When working with High Performance Computing (HPC) systems, it’s crucial to understand how to request resources effectively. HPC systems are designed to handle large-scale computations and multiple users, so resource management is key to ensuring fair usage and optimal performance.
When requesting resources (time, number of cpu, memory, etc.) for your jobs, remember the following:
Be specific: Always specify the exact resources your job needs. This includes the number of CPU cores, amount of memory, and time required for the job to run. Over-requesting resources can lead to longer wait times in the queue, while under-requesting can cause your job to fail if it runs out of resources.
Use the right partition: HPC systems often have different partitions for different types of jobs (e.g., CPU-intensive, GPU-intensive, etc.). Make sure to submit your job to the appropriate partition that matches your job’s requirements.
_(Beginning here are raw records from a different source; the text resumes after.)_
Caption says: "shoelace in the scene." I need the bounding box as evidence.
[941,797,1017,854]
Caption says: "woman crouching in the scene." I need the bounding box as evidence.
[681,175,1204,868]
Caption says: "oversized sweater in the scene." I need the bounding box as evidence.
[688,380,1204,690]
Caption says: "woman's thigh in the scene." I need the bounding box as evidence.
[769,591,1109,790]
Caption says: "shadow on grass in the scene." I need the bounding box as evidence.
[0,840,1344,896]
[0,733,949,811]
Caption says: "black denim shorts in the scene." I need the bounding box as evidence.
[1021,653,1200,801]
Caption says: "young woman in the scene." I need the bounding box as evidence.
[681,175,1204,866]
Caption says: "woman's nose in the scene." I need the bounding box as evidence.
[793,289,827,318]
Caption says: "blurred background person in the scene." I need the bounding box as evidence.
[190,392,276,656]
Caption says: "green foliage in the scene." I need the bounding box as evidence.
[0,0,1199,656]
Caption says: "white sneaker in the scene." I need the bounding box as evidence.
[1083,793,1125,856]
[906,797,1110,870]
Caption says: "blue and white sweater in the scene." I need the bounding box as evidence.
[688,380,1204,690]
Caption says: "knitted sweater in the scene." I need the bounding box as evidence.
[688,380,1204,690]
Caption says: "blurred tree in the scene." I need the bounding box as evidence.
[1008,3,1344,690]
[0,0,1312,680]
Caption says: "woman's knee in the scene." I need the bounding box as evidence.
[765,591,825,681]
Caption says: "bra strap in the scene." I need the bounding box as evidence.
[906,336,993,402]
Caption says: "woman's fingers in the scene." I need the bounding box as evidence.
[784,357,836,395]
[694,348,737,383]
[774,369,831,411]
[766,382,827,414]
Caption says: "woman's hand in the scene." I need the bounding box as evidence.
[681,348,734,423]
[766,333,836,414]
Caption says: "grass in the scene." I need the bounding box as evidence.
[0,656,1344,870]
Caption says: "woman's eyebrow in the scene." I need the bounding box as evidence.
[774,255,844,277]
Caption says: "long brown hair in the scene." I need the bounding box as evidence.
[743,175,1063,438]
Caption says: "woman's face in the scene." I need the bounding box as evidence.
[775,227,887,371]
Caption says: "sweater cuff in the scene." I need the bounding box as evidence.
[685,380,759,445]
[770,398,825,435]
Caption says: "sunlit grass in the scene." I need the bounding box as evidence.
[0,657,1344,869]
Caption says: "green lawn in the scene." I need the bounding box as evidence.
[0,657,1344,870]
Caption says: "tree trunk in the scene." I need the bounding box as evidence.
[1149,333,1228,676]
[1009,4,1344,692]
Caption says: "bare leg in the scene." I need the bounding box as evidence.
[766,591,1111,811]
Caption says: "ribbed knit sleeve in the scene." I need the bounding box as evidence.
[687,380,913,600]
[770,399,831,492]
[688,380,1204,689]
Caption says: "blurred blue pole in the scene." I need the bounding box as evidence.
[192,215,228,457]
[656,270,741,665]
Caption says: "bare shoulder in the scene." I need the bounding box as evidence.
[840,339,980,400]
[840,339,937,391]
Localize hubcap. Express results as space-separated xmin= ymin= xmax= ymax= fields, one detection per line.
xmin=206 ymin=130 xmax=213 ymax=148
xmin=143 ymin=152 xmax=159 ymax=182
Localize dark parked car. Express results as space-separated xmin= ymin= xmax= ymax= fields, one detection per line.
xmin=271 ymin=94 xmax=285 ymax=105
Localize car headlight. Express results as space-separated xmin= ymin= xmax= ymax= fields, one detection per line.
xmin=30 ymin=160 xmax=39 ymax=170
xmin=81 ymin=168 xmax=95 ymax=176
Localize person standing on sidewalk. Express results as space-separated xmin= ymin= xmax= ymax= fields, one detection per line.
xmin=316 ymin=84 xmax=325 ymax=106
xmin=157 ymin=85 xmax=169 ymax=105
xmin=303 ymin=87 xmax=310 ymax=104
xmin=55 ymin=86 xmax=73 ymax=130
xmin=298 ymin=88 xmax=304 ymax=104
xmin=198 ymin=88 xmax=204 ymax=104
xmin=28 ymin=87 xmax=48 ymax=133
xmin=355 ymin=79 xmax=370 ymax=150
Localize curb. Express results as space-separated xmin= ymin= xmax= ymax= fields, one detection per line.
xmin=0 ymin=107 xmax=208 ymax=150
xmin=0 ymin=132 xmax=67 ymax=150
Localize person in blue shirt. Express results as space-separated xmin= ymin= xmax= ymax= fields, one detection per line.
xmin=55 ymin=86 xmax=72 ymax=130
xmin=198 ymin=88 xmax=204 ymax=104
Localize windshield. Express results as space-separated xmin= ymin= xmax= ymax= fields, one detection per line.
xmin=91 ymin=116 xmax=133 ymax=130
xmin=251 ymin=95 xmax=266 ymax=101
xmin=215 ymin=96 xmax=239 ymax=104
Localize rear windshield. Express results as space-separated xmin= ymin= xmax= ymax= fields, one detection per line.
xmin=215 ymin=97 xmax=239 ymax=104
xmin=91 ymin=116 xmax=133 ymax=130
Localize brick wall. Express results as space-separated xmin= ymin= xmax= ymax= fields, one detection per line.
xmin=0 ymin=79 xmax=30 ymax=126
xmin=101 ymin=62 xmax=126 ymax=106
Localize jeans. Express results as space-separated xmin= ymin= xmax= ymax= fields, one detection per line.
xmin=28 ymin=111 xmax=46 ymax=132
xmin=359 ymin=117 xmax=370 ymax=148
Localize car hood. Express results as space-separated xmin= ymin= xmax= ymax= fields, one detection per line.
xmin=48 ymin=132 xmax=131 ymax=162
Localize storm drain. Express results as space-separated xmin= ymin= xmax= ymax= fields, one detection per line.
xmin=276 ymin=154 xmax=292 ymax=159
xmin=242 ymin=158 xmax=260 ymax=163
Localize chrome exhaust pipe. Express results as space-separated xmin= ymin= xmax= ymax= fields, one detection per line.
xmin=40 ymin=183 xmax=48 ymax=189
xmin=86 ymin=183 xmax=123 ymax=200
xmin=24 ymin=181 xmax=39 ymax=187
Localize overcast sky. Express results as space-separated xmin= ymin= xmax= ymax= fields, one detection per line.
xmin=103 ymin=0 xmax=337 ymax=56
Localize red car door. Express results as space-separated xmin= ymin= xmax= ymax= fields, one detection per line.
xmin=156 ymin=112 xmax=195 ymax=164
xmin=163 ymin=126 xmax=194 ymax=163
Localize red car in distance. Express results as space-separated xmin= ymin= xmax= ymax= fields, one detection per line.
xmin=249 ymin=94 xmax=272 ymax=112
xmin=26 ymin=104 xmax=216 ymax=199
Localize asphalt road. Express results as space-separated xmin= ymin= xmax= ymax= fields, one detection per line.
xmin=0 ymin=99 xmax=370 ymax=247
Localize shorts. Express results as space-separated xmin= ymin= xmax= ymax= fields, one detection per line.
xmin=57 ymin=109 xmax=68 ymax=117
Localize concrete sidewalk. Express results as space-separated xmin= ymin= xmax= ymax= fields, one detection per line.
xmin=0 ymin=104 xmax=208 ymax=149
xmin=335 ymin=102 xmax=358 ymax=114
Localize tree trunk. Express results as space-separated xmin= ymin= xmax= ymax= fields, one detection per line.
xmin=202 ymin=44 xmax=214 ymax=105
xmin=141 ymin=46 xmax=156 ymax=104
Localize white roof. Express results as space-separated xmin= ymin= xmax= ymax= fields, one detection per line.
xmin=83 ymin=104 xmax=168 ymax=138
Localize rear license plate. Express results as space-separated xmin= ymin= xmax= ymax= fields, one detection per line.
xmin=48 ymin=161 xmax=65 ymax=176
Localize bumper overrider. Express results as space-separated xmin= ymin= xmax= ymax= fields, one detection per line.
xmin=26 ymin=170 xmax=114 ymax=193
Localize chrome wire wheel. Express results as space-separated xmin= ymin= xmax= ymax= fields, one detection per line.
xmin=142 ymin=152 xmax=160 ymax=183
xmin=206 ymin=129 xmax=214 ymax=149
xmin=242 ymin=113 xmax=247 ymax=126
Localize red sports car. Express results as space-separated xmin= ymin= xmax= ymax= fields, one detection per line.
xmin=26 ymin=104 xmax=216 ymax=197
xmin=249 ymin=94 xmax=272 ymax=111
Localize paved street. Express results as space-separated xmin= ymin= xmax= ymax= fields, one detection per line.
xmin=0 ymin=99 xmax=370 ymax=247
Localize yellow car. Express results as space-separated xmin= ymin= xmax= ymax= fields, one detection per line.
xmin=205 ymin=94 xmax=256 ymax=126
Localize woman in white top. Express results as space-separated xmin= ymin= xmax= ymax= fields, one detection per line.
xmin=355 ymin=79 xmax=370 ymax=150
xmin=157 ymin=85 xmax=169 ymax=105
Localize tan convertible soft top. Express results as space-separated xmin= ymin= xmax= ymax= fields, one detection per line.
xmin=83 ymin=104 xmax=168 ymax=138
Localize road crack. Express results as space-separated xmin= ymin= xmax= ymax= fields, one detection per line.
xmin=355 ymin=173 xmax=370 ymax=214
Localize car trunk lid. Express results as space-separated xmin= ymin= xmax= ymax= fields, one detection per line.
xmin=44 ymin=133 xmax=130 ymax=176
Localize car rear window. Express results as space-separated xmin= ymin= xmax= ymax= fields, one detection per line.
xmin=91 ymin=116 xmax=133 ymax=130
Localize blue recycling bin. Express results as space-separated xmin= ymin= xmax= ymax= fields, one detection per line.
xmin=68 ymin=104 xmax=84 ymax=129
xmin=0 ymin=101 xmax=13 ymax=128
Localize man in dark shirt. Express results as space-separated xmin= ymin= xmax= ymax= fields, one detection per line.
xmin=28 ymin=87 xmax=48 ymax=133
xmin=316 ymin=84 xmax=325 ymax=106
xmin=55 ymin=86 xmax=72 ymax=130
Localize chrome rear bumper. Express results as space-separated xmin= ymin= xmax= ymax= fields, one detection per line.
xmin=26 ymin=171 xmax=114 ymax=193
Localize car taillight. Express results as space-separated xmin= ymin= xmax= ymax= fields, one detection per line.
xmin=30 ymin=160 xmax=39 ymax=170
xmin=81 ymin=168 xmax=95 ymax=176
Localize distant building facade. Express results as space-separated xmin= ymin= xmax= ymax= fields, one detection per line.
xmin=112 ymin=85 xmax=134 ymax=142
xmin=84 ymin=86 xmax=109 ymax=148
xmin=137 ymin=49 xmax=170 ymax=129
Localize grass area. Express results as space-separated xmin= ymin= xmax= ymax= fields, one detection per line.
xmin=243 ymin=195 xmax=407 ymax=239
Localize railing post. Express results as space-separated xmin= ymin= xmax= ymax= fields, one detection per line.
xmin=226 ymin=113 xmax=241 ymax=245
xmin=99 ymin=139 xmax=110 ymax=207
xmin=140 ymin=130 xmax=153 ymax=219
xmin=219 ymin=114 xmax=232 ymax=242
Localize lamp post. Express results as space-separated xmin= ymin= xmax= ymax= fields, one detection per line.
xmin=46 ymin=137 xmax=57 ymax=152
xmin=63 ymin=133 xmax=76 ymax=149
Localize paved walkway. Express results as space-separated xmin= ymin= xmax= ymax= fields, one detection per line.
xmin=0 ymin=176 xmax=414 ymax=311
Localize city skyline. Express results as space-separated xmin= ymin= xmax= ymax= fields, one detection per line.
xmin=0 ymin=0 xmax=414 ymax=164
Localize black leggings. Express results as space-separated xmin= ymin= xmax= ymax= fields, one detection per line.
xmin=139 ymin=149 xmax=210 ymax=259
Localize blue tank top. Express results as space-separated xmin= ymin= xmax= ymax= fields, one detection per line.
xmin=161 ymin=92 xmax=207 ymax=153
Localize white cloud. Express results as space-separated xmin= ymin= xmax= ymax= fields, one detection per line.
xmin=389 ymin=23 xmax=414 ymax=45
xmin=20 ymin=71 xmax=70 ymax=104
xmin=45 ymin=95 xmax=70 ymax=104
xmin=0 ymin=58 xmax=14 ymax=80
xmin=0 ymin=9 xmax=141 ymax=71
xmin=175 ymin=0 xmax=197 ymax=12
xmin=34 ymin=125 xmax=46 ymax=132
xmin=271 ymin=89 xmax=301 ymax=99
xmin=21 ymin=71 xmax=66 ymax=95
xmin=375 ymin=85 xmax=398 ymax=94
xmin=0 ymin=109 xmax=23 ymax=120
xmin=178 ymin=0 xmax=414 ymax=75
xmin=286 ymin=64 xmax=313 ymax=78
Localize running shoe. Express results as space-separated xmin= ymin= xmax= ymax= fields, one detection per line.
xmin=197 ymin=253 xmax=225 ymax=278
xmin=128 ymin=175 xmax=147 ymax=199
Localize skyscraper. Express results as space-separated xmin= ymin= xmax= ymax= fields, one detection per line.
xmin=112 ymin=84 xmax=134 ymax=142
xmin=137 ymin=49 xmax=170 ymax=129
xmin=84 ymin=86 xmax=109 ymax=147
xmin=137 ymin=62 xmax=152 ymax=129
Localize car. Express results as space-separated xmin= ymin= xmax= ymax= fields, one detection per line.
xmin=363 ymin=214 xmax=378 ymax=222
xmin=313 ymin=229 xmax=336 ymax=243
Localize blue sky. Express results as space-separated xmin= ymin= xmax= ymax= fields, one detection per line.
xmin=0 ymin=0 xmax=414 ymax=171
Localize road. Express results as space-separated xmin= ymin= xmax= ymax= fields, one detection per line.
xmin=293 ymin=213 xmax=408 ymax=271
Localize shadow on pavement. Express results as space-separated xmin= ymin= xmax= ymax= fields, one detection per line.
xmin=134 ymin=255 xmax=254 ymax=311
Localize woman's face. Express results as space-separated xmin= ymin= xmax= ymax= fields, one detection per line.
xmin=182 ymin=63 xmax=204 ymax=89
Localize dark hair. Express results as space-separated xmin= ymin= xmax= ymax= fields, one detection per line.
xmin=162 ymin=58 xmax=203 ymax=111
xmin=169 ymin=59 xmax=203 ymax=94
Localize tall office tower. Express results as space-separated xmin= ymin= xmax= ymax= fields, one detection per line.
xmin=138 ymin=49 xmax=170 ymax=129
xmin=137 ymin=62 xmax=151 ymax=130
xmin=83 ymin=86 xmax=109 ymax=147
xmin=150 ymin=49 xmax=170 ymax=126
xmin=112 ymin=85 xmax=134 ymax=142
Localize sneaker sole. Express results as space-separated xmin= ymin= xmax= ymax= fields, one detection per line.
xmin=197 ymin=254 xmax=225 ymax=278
Don’t over request: While it might be tempting to request more resources than you think you’ll need, this can lead to inefficiencies and longer wait times for your job. Try to estimate your resource needs as accurately as possible. The following image demonstrates the impact of over-requesting resources on job wait times in the queue.
Here, the jobs that requested 5 hours of time have been running for over 1 hour, while those that requested 1 day are still waiting, even the some of the 24 hr jobs were in the queue earlier. This is because the job scheduler prioritises jobs that request fewer resources, allowing them to run sooner.
The job scheduler also balances the request between users. Just because you submitted a job later than other users, doesn’t mean your job will run later. If you request fewer resources than other users, your job may run sooner. Use the parallel computing resources efficiently to ensure that your job runs in a timely manner – 100 jobs requesting 10 min each will run much faster and sooner than one job requesting 1000 min (17 hr).